HG2051 (AY22/23) Project 2: Group assignment


This project constitutes 30% of your final grade for HG2051. Please work on the final program in groups of 2-3 and report together.

Project 2: Text classification

Text classification is a general term for automatically identifying properties of a text based on its linguistic content. For this project you will develop a program that classifies short texts based on their polarity/sentiment (positive, negative, neutral), improving on existing tools.

NLTK has an in-built sentiment analyzer that determines polarity of a short text (like a sentence). You can use it like this:

>>> from nltk.sentiment import SentimentIntensityAnalyzer
>>> sia = SentimentIntensityAnalyzer()
>>> sia.polarity_scores("Wow, this tool is incredibly powerful!")
{'neg': 0.0, 'neu': 0.358, 'pos': 0.642, 'compound': 0.8012}

The polarity_scores function returns 3 values which correspond to the percentage likelihood that the text is negative, neutral, or positive. The compound score is a value between 1 (positive) and -1 (negative). You can use these scores to track/evaluate polarity of short texts. However, the ‘vanilla’ classifier can be made better with a bit of effort.

  1. Make sure you have downloaded the NLTK movie_reviews corpus (nltk.corpus.movie_reviews), as this will be the set of data that you will use for training and testing the classifier. Each of the reviews in this corpus has already been classified as positive or negative, which allows us to see how well the NLTK sentiment analyzer works, i.e. with the following code:
import nltk
from nltk.sentiment import SentimentIntensityAnalyzer
from statistics import mean
from random import shuffle

sia = SentimentIntensityAnalyzer()

def is_positive(review_id: str) -> bool:
    """True if the average of all sentence compound scores is positive."""
    text = nltk.corpus.movie_reviews.raw(review_id)
    scores = [
        for sentence in nltk.sent_tokenize(text)
    return mean(scores) > 0

positive_review_ids = nltk.corpus.movie_reviews.fileids(categories=["pos"])
negative_review_ids = nltk.corpus.movie_reviews.fileids(categories=["neg"])
all_review_ids = positive_review_ids + negative_review_ids

correct = 0
for review_id in all_review_ids:
  if is_positive(review_id):
    if review_id in positive_review_ids:
      correct += 1
    if review_id in negative_review_ids:
      correct += 1

print(F"{correct / len(all_review_ids):.2%} correct")
64.00% correct
  1. Create a list of ‘positive’ words and ‘negative’ words based on ratings of short texts. You can either use the same NLTK corpus of movie reviews or another that you can find online. Once you have sorted and filtered the words, perhaps via frequency distributions, write a function that uses these words in conjunction with the NLTK sentiment analyzer to classify the movie reviews and improve on the score. This process is known as feature selection/engineering - try to think of and implement other “features” that you can identify in the text which might improve your classification. Some ideas can be found here.
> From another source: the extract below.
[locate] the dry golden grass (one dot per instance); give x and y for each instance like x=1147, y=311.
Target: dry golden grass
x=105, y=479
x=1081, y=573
  2. Once you have determined the features that you want to extract from the text, write a function that automatically extracts these features from the text as a dictionary. Then use the function to create a list of tuples, where the first item of the tuple is the dictionary of features and the second item is the category (“pos” or “neg”) of the review, i.e.:

features = [
            (extract_features(nltk.corpus.movie_reviews.raw(review)), "pos")
            for review in nltk.corpus.movie_reviews.fileids(categories=["pos"])
            (extract_features(nltk.corpus.movie_reviews.raw(review)), "neg")
            for review in nltk.corpus.movie_reviews.fileids(categories=["neg"])

Finally, split the dataset for training and validation to see how/whether your features improve classification using, i.e. the Naive Bayes classification algorithm in NLTK. It is important that whatever classifier you use, the training data is kept separate from the testing/validation set, otherwise you are simply letting the model “memorize” inputs (overfitting) and it will not generalize well to other datasets. It is common in machine learning to use an 80/20 or 90/10 split with larger datasets, but for illustration and due to the small size of the movie_reviews corpus we will train on a quarter of the dataset and predict on the remainder of the dataset.

>>> # Use 1/4 of the set for training
>>> train_count = len(features) // 4
>>> shuffle(features)
>>> classifier = nltk.NaiveBayesClassifier.train(features[:train_count])
>>> classifier.show_most_informative_features(10)
>>> nltk.classify.accuracy(classifier, features[train_count:])
  1. This code is simply a starting point for exploration. What other features can you think of and implement to improve accuracy? How does the accuracy improve with different splits? Try to implement other classifiers and see how they perform on this dataset. Are there other lexical resources/corpora within NLTK or from other sources that can improve your results? What is the best accuracy you can get?

  2. With your group, write a roughly 5-page paper (no longer than 10 pages) describing your goals, data, process, and results. This paper should include relevant linguistic information and citations for your sources. Submit the paper as a PDF along with your annotated/commented Python code in a Github repository. The PDF should also be submitted via TurnItIn.